The Urla-Karaburun-Çeşme Peninsula (Turkish: Urla-Çeşme-Karaburun Yarımadası) also known as the Urla Peninsula (Urla Yarımadası) or the İzmir Peninsula,[1] is a large peninsula in western Turkey, in İzmir Province.[2]
The peninsula extends from İzmir to the west, into the Aegean Sea, and lies opposite the Greek island of Chios.[3] At an area of 171,000 hectares, it is one of the largest peninsulas in Turkey, and its ports, size, and location have given it a strategic role in Turkey's past.[4]
The peninsula is divided into three parts: Urla in the east, Karaburun in the north, and Çeşme in the southwest. A narrow strip of plain on the east divides the Urla region of the peninsula from the western extension of Mount Nif and the Bozdağlar mountains.[4] The Karaburun ("black cape") peninsula in the north is either named for its dark colored cliffs or according to the old Turkish convention for the cardinal directions.[5] Çeşme, one of the northernmost cities on the Turkish Riviera, is "the most important tourist center in the İzmir metropolitan area."[4]
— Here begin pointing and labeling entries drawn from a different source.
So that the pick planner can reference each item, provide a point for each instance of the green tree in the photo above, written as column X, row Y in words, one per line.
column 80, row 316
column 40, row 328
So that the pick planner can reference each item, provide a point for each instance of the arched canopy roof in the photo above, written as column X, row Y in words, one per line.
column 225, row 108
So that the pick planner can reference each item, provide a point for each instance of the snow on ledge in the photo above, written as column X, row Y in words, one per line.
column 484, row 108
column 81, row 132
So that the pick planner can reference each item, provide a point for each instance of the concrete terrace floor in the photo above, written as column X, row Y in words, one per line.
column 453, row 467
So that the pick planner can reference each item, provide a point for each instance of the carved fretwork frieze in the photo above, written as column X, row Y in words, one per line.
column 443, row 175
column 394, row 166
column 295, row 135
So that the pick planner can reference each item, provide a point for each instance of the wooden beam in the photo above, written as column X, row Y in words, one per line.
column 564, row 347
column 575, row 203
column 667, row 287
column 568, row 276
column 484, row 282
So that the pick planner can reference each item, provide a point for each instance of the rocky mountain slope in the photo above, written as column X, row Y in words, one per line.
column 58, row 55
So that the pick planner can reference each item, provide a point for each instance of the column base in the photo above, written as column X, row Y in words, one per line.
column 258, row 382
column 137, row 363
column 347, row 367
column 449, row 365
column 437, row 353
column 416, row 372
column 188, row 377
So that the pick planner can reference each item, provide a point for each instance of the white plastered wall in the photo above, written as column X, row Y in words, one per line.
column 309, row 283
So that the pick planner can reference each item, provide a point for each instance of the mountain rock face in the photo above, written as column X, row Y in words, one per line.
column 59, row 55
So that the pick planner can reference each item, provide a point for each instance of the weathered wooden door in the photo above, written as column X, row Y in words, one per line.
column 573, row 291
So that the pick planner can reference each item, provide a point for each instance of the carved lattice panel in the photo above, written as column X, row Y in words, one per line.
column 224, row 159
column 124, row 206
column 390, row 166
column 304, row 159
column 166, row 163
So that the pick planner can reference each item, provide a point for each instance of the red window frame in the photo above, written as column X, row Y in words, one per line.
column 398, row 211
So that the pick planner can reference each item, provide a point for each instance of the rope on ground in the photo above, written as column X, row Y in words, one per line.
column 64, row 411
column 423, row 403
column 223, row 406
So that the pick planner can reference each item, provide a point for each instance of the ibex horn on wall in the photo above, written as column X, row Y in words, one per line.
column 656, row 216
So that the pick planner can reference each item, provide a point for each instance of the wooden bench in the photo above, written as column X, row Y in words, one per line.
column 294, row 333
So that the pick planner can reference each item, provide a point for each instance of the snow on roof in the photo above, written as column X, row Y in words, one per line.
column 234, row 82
Archeological excavations have uncovered signs of human habitation in the peninsula as early as the Neolithic.[4] In antiquity, the region was known as the Peninsula of the Teians and the Erythraeans, according to the geographer Strabo, or more simply the Peninsula of Erythrae.[6] The mountain range running north to south on the peninsula was called Mount Mimas, and is geographically an extension of Mount Tmolus (Bozdağ). In the Odyssey, Nestor tells Telemachus that some of the Greeks returning from Troy considered sailing between Chios and "the stormy headland of Mimas."[7] The three promontories formed by Mount Mimas were Melaena (present-day Karaburun), Argennum (Çeşme) and Coryceum (Koraka Burnu, in the south). Alexander the Great sought to cut a canal through the isthmus of the peninsula near Urla in order to connect the Hermaean Bay (İzmir Gulf) and the Caÿstrian Bay (Gulf of Kuşadası), but he failed to do so.[8]